Despite universal opposition from Democrats and at least two Republican U.S. senators, billionaire conservative donor Betsy DeVos is edging closer to becoming the country’s next education secretary.
Across Pennsylvania, educators, activists and voters are attempting to halt the nomination through the only avenue available — convincing GOP Senator Pat Toomey to vote against DeVos.
For the last two weeks, Toomey’s offices have been experiencing the highest sustained volume of calls, emails, faxes, and letters of the senator’s entire tenure.
Because of the barrage, most of the thousands of calls received at the senator’s seven offices — six in Pennsylvania, one in Washington D.C. — go to voicemail, and the voicemailboxes are nearly always full.
Each office has five phone lines, but Toomey spokesman Steve Kelly said even with all hands on deck, it’s been difficult to keep up.
Asked how many calls have been received and what they were about, the office declined to reveal any numbers or records.
Kelly noted, “Senator Toomey is very much aware of the magnitude of the call volume and receives a roundup of constituent communications and their positions.”
That hasn’t seemed to make much of a difference, though.
After some speculation by activists that he might be on the fence, Toomey confirmed in a recent statement that he is “pleased to vote to confirm Betsy DeVos as Secretary of Education,” citing her work to promote charter schools as a positive direction for the country.

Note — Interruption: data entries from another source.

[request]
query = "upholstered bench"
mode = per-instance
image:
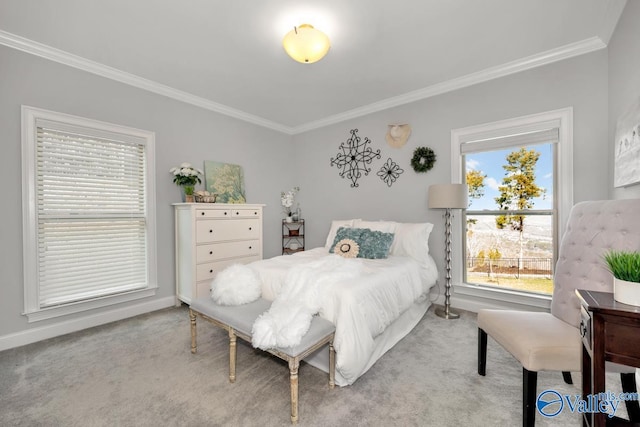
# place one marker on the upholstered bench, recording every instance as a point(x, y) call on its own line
point(238, 321)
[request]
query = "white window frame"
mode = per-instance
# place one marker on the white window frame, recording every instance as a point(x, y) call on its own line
point(475, 296)
point(32, 309)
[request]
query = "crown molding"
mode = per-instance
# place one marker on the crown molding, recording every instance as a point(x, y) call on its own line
point(611, 18)
point(526, 63)
point(53, 54)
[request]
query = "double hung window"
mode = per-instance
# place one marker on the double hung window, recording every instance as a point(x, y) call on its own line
point(88, 213)
point(519, 174)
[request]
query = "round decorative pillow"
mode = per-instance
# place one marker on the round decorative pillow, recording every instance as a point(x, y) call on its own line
point(347, 248)
point(423, 159)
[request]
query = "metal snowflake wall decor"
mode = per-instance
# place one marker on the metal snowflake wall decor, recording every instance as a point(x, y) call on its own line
point(389, 172)
point(354, 158)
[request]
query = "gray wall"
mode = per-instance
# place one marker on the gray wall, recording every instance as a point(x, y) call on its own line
point(580, 82)
point(183, 133)
point(624, 82)
point(274, 162)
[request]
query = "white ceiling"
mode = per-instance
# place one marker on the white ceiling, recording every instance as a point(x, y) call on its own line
point(226, 55)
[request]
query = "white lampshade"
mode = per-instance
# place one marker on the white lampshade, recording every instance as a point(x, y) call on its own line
point(448, 196)
point(306, 44)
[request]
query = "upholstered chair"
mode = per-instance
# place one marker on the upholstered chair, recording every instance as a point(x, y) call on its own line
point(544, 341)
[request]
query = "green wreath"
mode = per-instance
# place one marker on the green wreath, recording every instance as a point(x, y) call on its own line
point(423, 159)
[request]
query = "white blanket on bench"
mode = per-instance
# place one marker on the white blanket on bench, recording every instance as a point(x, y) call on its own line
point(301, 297)
point(361, 304)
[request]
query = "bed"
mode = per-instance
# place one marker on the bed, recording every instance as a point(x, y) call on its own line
point(373, 301)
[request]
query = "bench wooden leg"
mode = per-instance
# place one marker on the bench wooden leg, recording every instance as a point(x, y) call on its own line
point(294, 364)
point(232, 355)
point(332, 365)
point(192, 317)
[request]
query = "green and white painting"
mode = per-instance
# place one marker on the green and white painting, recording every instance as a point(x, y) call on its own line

For many of the people trying to get Toomey’s ear, the senator taking a concrete position just adds to the frustration.
Tina Stein, a physician and organizer of a chapter of the national Indivisible Action Network, made seven calls to Toomey’s various offices on a recent lunch break, none of which went through. She said it feels like the callers are just being ignored.

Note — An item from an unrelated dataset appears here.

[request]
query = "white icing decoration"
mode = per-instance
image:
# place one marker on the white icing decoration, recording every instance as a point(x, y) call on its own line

“We’re not being heard,” she said. “We’re trying to hold his feet to the fire, and trying to get him to not vote for someone who is totally unqualified.”
The inaccessibility isn’t her only complaint. Stein and many others have pointed to the fact DeVos has donated to Toomey’s past campaigns. The nonpartisan Center for American Progress cites $60,050 in campaign contributions to Toomey, courtesy of DeVos and her family members.
That sort of contribution isn’t uncommon in politics, and DeVos would be far from the first political donor appointed to a cabinet position. But the implication has rubbed many, like Stein, the wrong way.
“It looks like he’s been bought, to put it bluntly,” she said.
Katherine Fritz, an artist and sometimes-teacher who lives in Philadelphia, was also frustrated by the donation — so much so she created a GoFundMe page to “buy Pat Toomey’s vote.”
Fritz says she initially meant the page to be tongue-in-cheek — something of a raised fist at how money is spent in Washington.
“I understand that of course it’s technically legal, but should it be?” she asked. “That’s the question.”
Many others appear to have had the same question. Fritz’s GoFundMe page blew up, and more than 27,000 people contributed nearly $45,000 in just two days.
Fritz says she isn’t planning any actual bribes. When DeVos’s confirmation hearing is over, she’s going to donate the money to three charities in the commonwealth: Camp Sojourner, the Pennsylvania Arts Education Network, and the Children’s Literacy Initiative.
DeVos is scheduled for final confirmation early next week–either on Monday or Tuesday.
The calls may taper off after that, but activist Sarah Stone said this groundswell won’t end there.
Stone is one of the volunteer organizers of weekly “Tuesdays with Toomey” events at the Senator’s offices, where participants meet with members of his staff and often stage protests. The events began soon after Trump’s election, and she said the group has no intention of folding after the president’s cabinet is confirmed.
“I think [Toomey] is just expecting that, you know, there’s a lot of emotion because of Trump and that we will go away, and he’s trying to ride that out,” she said. “But that’s not how it’s going to work.”